Na hora do crepúsculo, saberemos se a aurora chegou.
Alguém precisa expulsar de campo o craque da tapioca
Na pátria da impunidade engravatada, o criminoso já não se limita a voltar ao local do crime: aproveita para pecar de novo e nem se dá ao trabalho de esconder pegadas. É o que acaba de fazer o ministro do Esporte, Orlando Silva, que transformou o Diário Ofi
cial da União no cenário predileto
de delinqüências em série. Na edição de 13 de outubro, uma certa Fields Comunicação foi contratada sem licitação "para prestação de serviços de publicidade visando à candidatura do Rio às Olimpíadas de 2016". Preço do serviço: R$ 6 milhões. Na edição do dia 21, o homem da tapioca voltou ao D.O. para doar aos parceiros do COB R$ exatamente R$ 3.644.398,09. Contas milionárias que incluem centavos ocultam gordas percentagens por trás de cada moeda.
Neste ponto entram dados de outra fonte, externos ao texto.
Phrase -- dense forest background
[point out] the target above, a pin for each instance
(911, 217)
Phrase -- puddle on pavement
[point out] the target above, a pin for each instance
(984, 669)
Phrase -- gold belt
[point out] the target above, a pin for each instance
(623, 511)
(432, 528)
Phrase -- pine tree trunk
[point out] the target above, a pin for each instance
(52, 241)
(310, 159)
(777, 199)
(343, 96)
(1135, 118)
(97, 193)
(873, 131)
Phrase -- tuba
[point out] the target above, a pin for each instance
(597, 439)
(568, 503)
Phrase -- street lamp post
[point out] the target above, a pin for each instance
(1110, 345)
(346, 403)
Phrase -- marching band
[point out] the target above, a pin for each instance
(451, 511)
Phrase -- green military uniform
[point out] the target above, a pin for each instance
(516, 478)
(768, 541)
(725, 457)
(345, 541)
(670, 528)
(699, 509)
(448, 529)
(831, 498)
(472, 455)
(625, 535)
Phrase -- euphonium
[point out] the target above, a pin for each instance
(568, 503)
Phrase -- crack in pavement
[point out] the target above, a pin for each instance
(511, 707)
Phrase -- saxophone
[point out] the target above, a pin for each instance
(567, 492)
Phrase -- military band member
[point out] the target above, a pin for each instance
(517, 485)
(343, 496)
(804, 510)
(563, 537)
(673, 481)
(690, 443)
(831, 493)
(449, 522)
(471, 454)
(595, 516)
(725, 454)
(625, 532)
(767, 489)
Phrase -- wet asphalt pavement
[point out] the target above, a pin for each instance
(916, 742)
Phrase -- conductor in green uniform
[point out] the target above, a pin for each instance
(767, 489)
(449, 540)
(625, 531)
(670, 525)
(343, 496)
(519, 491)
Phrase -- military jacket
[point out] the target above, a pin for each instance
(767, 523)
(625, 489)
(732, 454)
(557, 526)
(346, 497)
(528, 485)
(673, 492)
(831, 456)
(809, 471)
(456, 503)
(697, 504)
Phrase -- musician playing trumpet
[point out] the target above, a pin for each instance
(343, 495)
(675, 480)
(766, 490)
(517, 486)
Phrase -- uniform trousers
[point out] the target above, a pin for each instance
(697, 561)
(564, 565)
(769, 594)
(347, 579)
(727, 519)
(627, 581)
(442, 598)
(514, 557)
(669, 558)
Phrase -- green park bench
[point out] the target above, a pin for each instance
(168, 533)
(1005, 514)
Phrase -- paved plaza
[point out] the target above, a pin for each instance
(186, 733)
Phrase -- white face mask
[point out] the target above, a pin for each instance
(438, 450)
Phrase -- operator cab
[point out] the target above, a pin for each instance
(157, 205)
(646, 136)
Outra prova do crime é a justificativa para a gastança. Sem correções: "custear a contratação de serviços de consultorias nacionais relacionados às áreas de Logística, Infra-estrutura portuária e Aeroportuária, operações de mídia, Preparação do Orçamento dos jogos e validação do orçamento dos jogos, Bloqueio de Mídia Externa, Educação e cultura, acomodação em navios, recrutamento e seleção de pessoal e análise do plano de cargos, assessoria de imprensa, simulação de demanda de público, voltados para a elaboração do dossiê da candidatura". O palavrório agride as normas que regem o uso de maiúsculas, espanca a sensatez e escancara ações ilegais. O que significa "Bloqueio de Mídia Externa"? Como reservar acomodações em navios de passageiros que não existem mais? O que tem a ver o COB com "Infra-estrutura portuária?" Em vez de iluminar as muitas zonas de sombra, o ministro foi à luta da edição de quinta-feira passada. Sem licitação, torrou R$ 595 mil para divulgar a candidatura do Rio no GP da F-1 em São Paulo. Silva e sua turma terão "espaço personalizado e exclusivo" até nos dias de treino. É muito cinismo. É pouca vergonha. É confiança demais na eterna impunidade.